Alla periferia di Lanciano, presso Villa Sorge, venne istituito un campo di internamento femminile, che arrivò ad ospitare 75 recluse italiane e straniere, perlopiù ebree. Tra esse c’era una giovane ebrea viennese residente in Italia, Maria Moldauer Eisenstein, l’Anna Frank d’Abruzzo, che ci ha lasciato un diario romanzato della sua esperienza, L’internata numero 6. Forse l’unica testimonianza di un campo di concentramento fascista. Ma mentre Anna Frank muore, Maria si salva e fugge con il marito Samuel Eisenstein negli Stati Uniti. Da questo momento in poi non si è saputo praticamente più nulla di lei. Il libro fu da lei pubblicato in quella Roma diventata città aperta nell’ottobre 1944, dove descrisse con dovizia di particolari le difficili condizioni di vita e la convivenza con le recluse, insieme agli arbitri e ai soprusi che subivano. Il libro divenne introvabile e fu presto dimenticato, per essere riscoperto recentemente dal massimo esperto sui sistemi di internamento fascisti, Carlo Spartaco Capogreco.
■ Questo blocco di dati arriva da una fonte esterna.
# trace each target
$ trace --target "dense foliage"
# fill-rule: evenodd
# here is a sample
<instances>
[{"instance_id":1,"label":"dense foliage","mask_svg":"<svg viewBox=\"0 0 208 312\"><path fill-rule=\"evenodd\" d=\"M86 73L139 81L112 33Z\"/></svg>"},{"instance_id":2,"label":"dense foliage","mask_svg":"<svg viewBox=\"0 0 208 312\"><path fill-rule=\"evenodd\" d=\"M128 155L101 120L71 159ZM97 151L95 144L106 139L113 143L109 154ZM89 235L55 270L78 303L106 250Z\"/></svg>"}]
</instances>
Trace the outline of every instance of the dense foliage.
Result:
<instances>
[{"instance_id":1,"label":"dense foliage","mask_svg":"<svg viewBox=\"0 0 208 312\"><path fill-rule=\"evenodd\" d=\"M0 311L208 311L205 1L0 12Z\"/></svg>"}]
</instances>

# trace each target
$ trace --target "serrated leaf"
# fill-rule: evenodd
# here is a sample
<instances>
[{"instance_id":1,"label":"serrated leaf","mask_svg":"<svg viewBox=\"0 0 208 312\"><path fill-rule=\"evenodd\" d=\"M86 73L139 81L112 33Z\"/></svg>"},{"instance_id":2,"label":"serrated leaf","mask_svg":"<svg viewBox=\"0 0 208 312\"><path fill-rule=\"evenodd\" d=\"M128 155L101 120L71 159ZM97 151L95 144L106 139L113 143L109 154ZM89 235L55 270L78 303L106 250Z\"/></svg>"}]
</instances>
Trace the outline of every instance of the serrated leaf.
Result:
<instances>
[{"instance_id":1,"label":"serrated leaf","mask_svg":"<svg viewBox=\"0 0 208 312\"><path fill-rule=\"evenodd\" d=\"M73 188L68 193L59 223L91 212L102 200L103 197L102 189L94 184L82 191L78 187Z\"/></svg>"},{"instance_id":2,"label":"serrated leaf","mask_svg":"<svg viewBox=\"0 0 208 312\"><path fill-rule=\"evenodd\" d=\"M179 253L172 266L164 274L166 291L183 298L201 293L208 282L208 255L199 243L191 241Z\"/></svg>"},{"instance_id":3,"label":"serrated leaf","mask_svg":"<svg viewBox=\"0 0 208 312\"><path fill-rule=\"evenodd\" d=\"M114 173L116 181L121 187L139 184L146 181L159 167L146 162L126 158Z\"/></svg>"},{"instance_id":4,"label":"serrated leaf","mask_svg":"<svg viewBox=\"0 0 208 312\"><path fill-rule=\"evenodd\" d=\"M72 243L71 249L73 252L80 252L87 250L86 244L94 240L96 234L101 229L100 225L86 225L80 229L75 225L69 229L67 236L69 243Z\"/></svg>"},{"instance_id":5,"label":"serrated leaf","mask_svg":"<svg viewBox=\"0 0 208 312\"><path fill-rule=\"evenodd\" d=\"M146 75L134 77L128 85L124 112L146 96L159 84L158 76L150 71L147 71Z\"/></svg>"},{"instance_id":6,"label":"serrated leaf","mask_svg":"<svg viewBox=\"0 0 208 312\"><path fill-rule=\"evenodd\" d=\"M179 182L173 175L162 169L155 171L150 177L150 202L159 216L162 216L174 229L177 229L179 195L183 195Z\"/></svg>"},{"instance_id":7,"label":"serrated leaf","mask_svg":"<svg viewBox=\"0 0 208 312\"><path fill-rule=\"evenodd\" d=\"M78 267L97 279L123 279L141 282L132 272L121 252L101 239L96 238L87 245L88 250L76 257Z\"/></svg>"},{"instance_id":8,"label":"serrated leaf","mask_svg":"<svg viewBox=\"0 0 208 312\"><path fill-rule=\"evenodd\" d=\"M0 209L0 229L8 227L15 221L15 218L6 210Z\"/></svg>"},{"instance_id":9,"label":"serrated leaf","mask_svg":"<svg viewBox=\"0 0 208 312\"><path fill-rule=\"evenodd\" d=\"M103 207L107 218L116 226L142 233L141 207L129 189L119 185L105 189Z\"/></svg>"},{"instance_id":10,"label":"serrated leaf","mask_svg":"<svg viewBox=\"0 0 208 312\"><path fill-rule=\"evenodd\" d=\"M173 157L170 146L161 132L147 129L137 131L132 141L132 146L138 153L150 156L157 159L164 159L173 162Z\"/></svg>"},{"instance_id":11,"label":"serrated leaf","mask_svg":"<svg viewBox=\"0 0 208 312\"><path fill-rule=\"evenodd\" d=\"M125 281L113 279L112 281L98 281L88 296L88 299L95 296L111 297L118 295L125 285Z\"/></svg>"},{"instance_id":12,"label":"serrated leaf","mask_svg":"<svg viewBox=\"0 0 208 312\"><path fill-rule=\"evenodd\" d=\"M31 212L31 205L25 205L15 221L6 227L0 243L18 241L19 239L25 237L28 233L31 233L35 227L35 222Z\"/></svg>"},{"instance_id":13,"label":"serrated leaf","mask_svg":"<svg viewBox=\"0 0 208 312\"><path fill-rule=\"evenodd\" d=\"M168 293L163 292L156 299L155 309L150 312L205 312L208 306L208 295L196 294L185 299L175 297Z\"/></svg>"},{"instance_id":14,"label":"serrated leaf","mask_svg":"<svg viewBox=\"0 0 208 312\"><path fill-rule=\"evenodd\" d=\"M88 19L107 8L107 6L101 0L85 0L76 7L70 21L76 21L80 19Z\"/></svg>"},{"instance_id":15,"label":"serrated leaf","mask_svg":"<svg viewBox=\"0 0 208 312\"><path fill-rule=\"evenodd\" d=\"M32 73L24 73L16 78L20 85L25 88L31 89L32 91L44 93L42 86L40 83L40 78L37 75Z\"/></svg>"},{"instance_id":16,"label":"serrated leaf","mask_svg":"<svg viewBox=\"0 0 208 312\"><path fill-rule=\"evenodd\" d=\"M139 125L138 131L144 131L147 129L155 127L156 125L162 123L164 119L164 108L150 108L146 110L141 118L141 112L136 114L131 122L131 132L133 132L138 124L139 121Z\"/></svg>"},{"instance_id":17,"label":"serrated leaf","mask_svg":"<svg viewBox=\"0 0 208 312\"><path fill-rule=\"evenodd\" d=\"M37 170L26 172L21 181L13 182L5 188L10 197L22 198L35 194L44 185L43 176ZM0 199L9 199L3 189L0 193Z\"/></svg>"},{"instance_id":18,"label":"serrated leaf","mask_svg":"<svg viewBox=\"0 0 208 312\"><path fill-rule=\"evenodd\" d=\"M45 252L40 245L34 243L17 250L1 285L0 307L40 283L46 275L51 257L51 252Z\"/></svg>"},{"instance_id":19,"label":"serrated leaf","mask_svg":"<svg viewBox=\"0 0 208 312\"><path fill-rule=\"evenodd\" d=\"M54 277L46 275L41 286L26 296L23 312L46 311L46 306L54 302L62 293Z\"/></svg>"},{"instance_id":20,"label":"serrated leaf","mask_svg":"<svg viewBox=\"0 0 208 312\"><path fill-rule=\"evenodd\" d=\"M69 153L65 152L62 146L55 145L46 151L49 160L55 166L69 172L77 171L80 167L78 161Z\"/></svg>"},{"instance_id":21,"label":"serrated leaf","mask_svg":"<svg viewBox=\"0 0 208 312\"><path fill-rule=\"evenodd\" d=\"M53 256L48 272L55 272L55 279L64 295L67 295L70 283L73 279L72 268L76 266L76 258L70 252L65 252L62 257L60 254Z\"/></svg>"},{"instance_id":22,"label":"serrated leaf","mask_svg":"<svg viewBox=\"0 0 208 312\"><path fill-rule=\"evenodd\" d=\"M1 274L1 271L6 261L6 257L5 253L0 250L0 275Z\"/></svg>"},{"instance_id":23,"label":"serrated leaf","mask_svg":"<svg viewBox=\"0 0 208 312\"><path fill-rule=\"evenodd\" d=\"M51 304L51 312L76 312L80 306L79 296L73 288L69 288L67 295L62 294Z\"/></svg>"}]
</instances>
Dopo l’arresto di Mussolini del 25 luglio 1943 l’Abruzzo si ritrovò diviso in due dalla Linea Gustav. Perciò dopo l’armistizio dell’8 settembre alcuni campi vennero chiusi, altri furono presi in mano dai tedeschi e altri dalla Repubblica Sociale Italiana. Notaresco rimase aperto con un solo internato fino al 1944. Alcuni reclusi, approfittando del caos, erano riusciti a darsi alla fuga, ma molti vennero catturati nei rastrellamenti successivi. Per circa 8 mesi e fino al Giugno 1944 l’Abruzzo fu teatro di operazioni militari.
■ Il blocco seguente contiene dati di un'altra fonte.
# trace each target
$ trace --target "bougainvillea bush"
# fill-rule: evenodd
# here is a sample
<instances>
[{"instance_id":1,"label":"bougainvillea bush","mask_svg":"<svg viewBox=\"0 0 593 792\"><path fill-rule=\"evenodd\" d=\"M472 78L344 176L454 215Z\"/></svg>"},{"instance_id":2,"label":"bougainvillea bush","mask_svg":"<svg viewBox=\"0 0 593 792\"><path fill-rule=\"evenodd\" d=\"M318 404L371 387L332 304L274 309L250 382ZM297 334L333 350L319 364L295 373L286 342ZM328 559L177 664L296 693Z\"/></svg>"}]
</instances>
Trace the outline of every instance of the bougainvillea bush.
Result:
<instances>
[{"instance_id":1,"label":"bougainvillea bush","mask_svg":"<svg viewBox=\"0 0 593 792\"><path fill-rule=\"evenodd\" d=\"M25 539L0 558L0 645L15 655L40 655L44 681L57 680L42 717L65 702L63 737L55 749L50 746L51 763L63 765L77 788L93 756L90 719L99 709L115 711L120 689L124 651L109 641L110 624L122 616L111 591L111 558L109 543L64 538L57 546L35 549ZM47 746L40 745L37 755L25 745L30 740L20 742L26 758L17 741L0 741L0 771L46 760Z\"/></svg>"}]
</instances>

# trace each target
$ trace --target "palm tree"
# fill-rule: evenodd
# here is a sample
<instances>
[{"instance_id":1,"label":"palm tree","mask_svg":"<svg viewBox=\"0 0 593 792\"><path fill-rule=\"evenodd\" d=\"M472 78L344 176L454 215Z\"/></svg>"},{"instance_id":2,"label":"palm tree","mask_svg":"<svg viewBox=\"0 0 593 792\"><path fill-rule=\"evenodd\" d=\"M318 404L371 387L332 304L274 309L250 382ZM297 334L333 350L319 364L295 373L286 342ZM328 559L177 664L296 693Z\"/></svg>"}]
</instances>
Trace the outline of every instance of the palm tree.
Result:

Come rileva Costantino di Sante, l’ultimo campo di concentramento ad essere istituito in Abruzzo nel 1943 fu quello di Teramo, nella vecchia Caserma Mezzacapo, sostanzialmente sottoposto al comando militare tedesco. Si trovò ad ospitare partigiani, antifascisti e i semplici cittadini, tra cui donne e bambini, rastrellati dai soldati tedeschi. Rimase in funzione fino alla metà del 1944, quando si decise il trasferimento degli internati più a nord, a Servigliano (Ascoli Piceno).
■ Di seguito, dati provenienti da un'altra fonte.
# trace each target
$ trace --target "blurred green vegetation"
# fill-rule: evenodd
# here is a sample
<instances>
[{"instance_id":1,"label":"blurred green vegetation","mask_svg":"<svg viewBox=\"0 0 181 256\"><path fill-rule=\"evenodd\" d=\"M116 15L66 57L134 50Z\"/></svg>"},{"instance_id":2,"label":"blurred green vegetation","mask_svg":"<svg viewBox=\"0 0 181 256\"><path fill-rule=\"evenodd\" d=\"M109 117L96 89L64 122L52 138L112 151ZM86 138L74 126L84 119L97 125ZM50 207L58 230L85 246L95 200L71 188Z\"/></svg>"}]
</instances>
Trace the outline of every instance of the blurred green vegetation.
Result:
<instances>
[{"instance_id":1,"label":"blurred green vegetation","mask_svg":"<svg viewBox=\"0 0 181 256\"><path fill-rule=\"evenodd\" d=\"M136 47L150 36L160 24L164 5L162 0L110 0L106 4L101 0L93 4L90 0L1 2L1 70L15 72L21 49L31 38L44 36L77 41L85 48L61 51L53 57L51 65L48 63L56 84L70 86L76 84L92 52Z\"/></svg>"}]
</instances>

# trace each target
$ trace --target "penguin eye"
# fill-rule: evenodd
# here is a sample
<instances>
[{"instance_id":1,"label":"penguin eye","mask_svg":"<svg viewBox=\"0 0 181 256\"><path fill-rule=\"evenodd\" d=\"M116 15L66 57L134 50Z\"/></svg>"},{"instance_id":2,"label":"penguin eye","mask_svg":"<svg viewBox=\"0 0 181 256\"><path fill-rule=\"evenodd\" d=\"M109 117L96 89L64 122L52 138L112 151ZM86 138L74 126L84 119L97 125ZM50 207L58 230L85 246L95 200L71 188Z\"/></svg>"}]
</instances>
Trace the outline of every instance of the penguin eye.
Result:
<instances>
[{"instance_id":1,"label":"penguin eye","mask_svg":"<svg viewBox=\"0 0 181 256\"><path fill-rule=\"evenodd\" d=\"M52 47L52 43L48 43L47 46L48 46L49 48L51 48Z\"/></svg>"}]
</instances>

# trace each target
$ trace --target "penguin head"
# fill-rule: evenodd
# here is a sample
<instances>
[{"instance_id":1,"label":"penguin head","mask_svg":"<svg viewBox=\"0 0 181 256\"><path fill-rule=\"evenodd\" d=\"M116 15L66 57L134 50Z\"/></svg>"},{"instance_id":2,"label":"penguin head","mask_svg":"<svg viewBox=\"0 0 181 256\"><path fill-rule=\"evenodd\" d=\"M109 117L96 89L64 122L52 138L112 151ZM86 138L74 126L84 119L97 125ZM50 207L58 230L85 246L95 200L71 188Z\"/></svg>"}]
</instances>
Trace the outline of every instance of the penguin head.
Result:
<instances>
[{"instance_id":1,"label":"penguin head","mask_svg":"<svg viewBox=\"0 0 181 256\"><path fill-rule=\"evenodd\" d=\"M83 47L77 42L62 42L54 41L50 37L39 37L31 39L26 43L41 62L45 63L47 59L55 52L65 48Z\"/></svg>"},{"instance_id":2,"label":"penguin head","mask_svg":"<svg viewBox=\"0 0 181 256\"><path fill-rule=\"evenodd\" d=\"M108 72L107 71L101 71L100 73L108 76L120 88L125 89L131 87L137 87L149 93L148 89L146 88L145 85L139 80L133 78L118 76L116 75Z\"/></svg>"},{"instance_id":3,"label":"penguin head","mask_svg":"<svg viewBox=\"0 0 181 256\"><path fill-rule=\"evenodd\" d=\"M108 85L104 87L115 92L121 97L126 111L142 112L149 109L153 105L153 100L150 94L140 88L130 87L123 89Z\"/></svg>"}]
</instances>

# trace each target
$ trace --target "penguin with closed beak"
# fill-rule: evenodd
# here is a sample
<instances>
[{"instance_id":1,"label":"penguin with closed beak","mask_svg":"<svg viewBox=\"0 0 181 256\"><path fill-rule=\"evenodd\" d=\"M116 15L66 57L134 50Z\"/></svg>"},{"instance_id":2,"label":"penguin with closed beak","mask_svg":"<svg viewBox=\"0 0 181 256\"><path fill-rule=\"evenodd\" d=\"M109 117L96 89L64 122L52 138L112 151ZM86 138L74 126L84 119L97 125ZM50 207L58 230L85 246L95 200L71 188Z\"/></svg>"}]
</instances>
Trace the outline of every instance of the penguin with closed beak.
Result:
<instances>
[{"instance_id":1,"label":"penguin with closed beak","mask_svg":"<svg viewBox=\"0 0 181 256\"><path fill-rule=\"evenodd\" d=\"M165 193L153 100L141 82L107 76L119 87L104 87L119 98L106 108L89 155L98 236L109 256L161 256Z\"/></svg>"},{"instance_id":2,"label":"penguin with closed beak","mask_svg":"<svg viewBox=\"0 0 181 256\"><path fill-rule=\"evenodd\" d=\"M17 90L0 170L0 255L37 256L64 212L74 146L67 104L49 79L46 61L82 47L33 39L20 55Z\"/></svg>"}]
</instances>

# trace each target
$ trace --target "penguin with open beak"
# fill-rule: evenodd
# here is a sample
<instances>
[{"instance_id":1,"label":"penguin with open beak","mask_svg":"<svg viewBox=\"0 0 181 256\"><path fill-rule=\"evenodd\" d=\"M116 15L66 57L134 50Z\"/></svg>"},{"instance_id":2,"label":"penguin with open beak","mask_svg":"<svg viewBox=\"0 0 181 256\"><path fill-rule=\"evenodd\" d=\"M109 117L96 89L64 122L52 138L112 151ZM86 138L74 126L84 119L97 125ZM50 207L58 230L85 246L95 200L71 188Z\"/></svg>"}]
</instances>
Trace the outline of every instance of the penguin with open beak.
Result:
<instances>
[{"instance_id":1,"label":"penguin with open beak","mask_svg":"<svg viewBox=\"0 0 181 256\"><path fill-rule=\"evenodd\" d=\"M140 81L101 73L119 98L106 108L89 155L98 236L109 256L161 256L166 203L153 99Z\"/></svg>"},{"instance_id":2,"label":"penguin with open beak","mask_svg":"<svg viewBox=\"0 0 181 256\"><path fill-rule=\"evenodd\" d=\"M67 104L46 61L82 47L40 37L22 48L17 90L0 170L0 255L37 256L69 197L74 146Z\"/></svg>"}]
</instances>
Una pagina della storia abruzzese e italiana che spesso viene ingiustamente dimenticata. Proprio per questo a Chieti è stata recentemente inaugurata una mostra storico-documentaria presso il Palazzo della Provincia, I campi di concentramento fascisti in Abruzzo dal 1940 al 1943, e sarà aperta fino al prossimo 31 gennaio.